Non-absorbable membrane (titanium membrane) was a commonly used oral repair material in the past. It has the characteristics of stable space, good resistance strength, and hard texture [26]. It plays a specific role in promoting the growth of bone grafts. However, it also has some adverse effects, such as preventing the excellent absorption of blood by bone graft, prolonging patients’ recovery time, and requiring secondary surgery [27]. The incidence of postoperative complications is high, and the osteogenic effect is poor.

The absorbable membrane has collagen composition similar to periodontal connective tissue, including weak immunogenicity and cytotoxicity [28]. The absorbable membrane can promote the chemotaxis of periodontal ligament (PDL) cells and gingival fibroblasts. In addition, it can encourage hemostasis, is easy to operate, and degrades physiologically. Calcification and ossification can occur when approaching bone [29].

5. Conclusion

In this paper, we have evaluated clinical efficacy and safety of absorbable and non-absorbable dental restorative membranes in guided bone regeneration (GBR). For this purpose, both absorbable and non-absorbable prosthetic films for GBR were selected from multiple databases (PubMed, Web of Science, Cochrane Library, and China National Knowledge Infrastructure), whereas Review Manager 5.2 was used for meta-analysis, sensitivity analysis, and bias analysis. After the screening process, 526 postoperative patients were extracted from 8 trials which are those patients who finally met the qualification criteria. The present study showed that absorbable dental restorative membrane was better than non-absorbable dental membrane both in clinical effects and safety. However, our findings should be carefully considered with caution due to small sample size. Studies in various areas with large study population are essential to further confirm our findings in the future. There are some limitations in this study.
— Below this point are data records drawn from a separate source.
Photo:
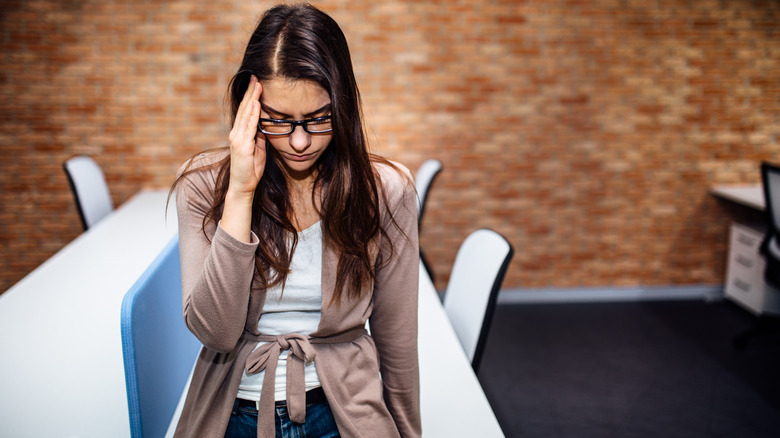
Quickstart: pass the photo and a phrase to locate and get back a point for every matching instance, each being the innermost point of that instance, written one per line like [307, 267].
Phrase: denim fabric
[319, 423]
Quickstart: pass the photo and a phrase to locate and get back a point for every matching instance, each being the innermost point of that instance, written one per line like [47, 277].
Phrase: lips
[295, 157]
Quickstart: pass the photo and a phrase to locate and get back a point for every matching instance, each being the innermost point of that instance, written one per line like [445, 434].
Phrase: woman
[290, 240]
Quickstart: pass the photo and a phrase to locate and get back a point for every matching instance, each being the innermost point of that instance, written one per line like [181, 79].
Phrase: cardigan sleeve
[394, 316]
[217, 269]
Firstly, more indicators should be included, and this could be conducted in the future. Secondly, more research studies from various areas could be analyzed in the next research.
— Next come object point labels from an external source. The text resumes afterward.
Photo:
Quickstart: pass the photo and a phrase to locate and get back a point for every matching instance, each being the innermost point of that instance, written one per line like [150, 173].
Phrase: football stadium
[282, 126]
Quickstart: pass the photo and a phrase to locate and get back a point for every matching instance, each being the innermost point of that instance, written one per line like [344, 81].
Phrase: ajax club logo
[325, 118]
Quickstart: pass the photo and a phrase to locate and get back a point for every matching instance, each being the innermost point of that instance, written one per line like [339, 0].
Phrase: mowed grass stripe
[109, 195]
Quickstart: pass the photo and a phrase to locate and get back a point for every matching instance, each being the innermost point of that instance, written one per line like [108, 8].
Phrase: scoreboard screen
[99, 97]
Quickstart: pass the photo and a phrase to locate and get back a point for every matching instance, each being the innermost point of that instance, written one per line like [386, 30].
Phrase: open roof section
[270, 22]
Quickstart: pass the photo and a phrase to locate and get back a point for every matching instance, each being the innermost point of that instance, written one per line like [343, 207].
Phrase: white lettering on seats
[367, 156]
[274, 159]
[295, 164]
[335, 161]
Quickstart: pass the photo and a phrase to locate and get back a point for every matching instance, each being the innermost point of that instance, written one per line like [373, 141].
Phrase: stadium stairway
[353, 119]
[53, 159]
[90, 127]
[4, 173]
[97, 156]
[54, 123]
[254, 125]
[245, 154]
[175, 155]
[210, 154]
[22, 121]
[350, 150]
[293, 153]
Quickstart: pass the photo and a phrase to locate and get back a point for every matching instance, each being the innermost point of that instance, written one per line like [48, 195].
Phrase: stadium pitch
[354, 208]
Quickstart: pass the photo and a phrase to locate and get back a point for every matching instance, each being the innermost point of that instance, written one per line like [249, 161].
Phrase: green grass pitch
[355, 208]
In future, we are keen to extend the proposed study to other domains and diseases preferably in smart healthcare sector.

Data Availability

The datasets used and analyzed during the current study are available from the corresponding author upon reasonable request.

Disclosure

Yan Guo and Linghan Su are co-first authors.

Conflicts of Interest

The authors declare that they have no conflicts of interest.

Authors’ Contributions

Yan Guo and Linghan Su contributed equally to this study. The conception of the paper was completed by Caidi Chen and Yan Liu. The data processing was completed by Caidi Chen, Yan Liu, and Jianxue Li. All authors participated in the review of the paper.

Acknowledgments

This study was supported by the general project of Natural Science Foundation of Gansu Province (20JR10RA006).